On pourrait le qualifier de documentaire scénarisé, avec des textes que j’ai écrits, des rencontres, des moments amusants, dramatiques, théâtraux… Ce film est l’entrecroisement de deux regards : celui de cinéastes étrangers à la tauromachie qui essaient de comprendre la passion du philosophe pour la corrida, et le regard désabusé de ce dernier vis-à-vis d’une pratique condamnée à mourir. Les uns cherchent à comprendre une passion, et l’autre à comprendre pourquoi cette passion semble de plus en plus menacée par la modernité, pourquoi cette relation très particulière avec l’animal sauvage est en train de disparaître, pourquoi ce rapport à la mort est en train de disparaître.
« L’élevage industriel transforme les animaux en objets sans valeur. La corrida, c’est tout le contraire. »
Francis Wolff
Qu’est-ce qui vous fait dire que la corrida est condamnée à mourir ?

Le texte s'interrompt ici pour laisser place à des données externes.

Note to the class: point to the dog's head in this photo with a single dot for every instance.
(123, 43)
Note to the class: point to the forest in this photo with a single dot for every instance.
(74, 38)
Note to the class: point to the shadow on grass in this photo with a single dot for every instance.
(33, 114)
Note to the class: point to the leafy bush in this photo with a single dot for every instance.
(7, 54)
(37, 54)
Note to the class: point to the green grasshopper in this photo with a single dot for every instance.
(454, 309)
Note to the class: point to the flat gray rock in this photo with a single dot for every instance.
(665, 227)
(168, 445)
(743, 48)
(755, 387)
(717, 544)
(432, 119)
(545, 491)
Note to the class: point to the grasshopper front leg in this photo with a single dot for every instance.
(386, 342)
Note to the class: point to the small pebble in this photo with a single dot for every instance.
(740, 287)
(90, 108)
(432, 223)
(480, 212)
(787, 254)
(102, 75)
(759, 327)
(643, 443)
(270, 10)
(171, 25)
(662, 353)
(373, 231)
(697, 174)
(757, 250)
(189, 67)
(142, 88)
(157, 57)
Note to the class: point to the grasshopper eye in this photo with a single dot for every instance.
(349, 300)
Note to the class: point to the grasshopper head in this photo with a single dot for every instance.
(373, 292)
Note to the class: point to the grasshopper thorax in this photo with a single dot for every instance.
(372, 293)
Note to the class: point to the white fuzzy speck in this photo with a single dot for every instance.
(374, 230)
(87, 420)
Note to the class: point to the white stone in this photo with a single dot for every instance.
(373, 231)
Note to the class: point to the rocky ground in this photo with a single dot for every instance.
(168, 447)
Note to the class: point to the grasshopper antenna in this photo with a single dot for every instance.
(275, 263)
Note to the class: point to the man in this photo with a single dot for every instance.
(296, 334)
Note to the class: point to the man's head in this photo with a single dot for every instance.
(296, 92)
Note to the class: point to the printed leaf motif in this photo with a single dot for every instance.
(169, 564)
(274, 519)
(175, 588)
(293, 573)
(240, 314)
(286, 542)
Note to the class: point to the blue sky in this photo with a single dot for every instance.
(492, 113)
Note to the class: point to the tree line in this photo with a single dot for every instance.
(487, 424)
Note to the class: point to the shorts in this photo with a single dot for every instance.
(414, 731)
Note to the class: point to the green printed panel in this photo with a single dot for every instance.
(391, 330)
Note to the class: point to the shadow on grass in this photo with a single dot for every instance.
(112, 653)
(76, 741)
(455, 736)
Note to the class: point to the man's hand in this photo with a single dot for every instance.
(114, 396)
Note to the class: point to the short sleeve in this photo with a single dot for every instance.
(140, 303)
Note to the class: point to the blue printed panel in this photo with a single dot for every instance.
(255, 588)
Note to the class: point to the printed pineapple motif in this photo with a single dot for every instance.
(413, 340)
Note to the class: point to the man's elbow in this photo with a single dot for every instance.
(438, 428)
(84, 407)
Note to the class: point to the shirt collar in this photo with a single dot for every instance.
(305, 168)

Elle l’est d’abord parce que toute œuvre humaine est destinée à mourir. Aussi parce qu’elle survit actuellement dans des sociétés qui peuvent de moins en moins la comprendre, et l’assimilent de plus en plus à une pratique barbare et archaïque. Mais évidemment je ne souhaite pas sa mort et j’espère mourir avant elle. On constate, qu’en France, elle résiste beaucoup mieux qu’ailleurs et c’est une bonne chose pour quiconque défend la diversité culturelle et la résistance des cultures latines et méditerranéennes contre l’uniformité culturelle qui partout menace. Si un jour il n’y a plus de public, ou de jeunes gens prêts à risquer leur vie, ou de toros de combat, la corrida disparaîtra progressivement, de mort naturelle. Ce qu’il faut éviter, c’est un assassinat qui vienne de l’extérieur, par des gens qui ne la comprennent pas.
Pourquoi semblent-ils de plus en plus nombreux ?
Parce que nos sociétés deviennent plus protectrices des animaux que des êtres humains. C’est comme si l’animalitaire avait effacé l’humanitaire. On assiste à une politisation de la question animale qui est venue, notamment, de l’écroulement de certaines utopies révolutionnaires*. On considère désormais l’animal comme la dernière victime, comme un espèce de prolétariat moderne. Or il y a une priorité, qui s’appelle l’humanité, même si je pense qu’on peut très bien être humaniste et défendre le bien-être animal. Je lutte d’ailleurs contre les formes d’élevage industriel qui transforment les animaux en objets sans valeur. La corrida, c’est tout le contraire.
Vous la défendez par passion ou par principe ?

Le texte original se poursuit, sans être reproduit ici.